I have been trying to read other things when I’ve had the energy, which hasn’t been often. I gave up on A Time of Gifts, though, which shames me somewhat to admit but there it is. There was a lot of fine writing but I couldn’t catch any momentum from it, and it turns out not to be as diverting as I’d hoped to read about someone else’s travels while unable to go anywhere myself. I’ve read a handful of romance novels–Christina Lauren’s The Unhoneymooners, Talia Hibbert’s Take a Hint, Dani Brown, and (most of) Jasmine Guillory’s Party of Two–just meh, all of them. I’m a hundred pages or so into Isabella Hammad’s The Parisian and it seems promising; once I finish The Private Patient, I want to settle in and really give it a chance. I’ve also just read Sarah Moss’s forthcoming Summerwater — but I have to save up what I think about that for the review I’ll be writing for the Dublin Review of Books.
Otherwise, I’ve continued puttering away at ideas for my fall classes. I was feeling overwhelmed by attempting to shape my traditional MWF schedule for 19th-Century Fiction into modules (though it was a boost to remind myself, by doing that work, that the end result will eventually be talking about 19th-century novels again, which I miss!). So for the last few days I’ve gone back to working through ideas for a new grading scheme for my first-year class. I’ve moved away from ‘contract grading’ towards ‘specifications grading,’ and I’ve been trying to map out bundles of activities that would work well with the options we’ll have in the online environment. (If you are wondering what specifications grading is, here’s a general overview and here’s someone talking about how he has used it in his class.) As I do this I have also been trying to imagine modules for the first-year class, which is not driven by specific texts the way the 19th-century fiction class is. I usually organize it by genre and then use specific examples within each genre to highlight specific topics like point of view, figurative language, irony, etc. For the online version I think I’m going to start from those topics and pick the readings from different genres–but I really don’t know yet.
One thing that has started weighing on my mind is that all this planning isn’t the same as actually creating content for the fall. I don’t have much more time, really, before I have to commit to a basic outline of elements for both classes and begin to script presentations, videos, writing prompts, and so forth.

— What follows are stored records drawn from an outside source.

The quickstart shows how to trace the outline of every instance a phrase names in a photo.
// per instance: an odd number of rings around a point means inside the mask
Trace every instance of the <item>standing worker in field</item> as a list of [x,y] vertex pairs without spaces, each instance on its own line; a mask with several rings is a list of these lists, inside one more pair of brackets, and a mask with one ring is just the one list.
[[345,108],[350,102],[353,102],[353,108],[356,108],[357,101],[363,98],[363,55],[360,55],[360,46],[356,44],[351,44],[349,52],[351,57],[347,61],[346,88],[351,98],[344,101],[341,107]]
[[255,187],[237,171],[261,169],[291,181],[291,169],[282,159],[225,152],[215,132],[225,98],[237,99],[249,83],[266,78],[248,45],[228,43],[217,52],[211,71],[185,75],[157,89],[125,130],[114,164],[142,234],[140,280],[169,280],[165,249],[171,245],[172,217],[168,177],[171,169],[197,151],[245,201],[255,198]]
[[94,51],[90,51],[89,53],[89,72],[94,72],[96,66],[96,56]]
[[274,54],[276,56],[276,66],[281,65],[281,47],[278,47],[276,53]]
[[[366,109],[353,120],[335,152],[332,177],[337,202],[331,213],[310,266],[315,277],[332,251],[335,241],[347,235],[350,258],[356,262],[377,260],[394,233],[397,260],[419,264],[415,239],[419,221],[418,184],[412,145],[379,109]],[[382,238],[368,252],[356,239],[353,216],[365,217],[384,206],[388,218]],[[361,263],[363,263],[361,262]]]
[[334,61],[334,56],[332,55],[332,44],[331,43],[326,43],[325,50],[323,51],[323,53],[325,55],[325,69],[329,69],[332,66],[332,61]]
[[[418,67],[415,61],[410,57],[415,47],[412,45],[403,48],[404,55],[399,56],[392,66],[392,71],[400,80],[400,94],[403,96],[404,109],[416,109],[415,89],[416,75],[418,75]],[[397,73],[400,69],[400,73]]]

The whole specifications grading thing is going to require very careful explanations and instructions. But I remind myself: I’m not starting from scratch, even though the apparatus and presentation will be different. I have oodles of notes and materials, including slides, that can be adapted–and I don’t have to have everything ready to go at once. In some ways I can see that would be desirable, but on the other hand, it seems key, especially when this is all so new to me, that I be ready and able to change things up based on how things go with the first few modules. I hope students will recognize that for me too, this term will involve some trial and error!
And that’s where I am now, almost four months into this strange new locked down world–at least in the parts of my life that I write about here. I continue to take comfort and courage from the virtual communities that mean more to me now than ever, as we support and distract and teach and challenge and console each other as best we can.


Then, instead of having three distinct conversations about the reading on three separate days (which, again, has always allowed me to pace us, and to model sorting out specific interpretive elements rather than facing everything that’s going on in the novel all at once), we’ll have discussion boards. Presumably, the topics will reflect the same questions I usually set in class, but I’m not sure if I should try to move us through these topics in some kind of sequence across the week, as I would in person, or think of the module as weighted towards reading at the beginning of the week and discussion at the end of the week. Probably the latter–though they might miss getting input and ideas from each other (and from me) earlier in their reading. I don’t want to be micromanaging participation on the discussion boards too much: I’m imagining how strange this all might feel to them, and ideally I’d like it to feel both easy and sort of natural to contribute. Super-rigid requirements (post once by Wednesday, reply once on Thursday, post again on Friday–whatever) really work against that and give me a lot to keep track of.
I think the next step for me is actually to back away from the overwhelming amount of information and advice I’ve been contemplating about online teaching and go back to my actual teaching notes. Looking at the topics I usually cover with a modular redesign in mind will probably help me realize ways in which these bundles would actually work and think in more concrete ways about just how different the online experience needs or doesn’t need to be. Precisely because I’ve been teaching 19th-century fiction in such a similar way for so long, it is the one that feels the strangest to mess with, but it’s also the one where I have the simplest overall goal–to have the best conversations we can about our readings–and the most faith in the books themselves to get us talking, one way or another. Even if I don’t get everything right on my first attempt to do all this online, at least we’ll still be working our way through Middlemarch!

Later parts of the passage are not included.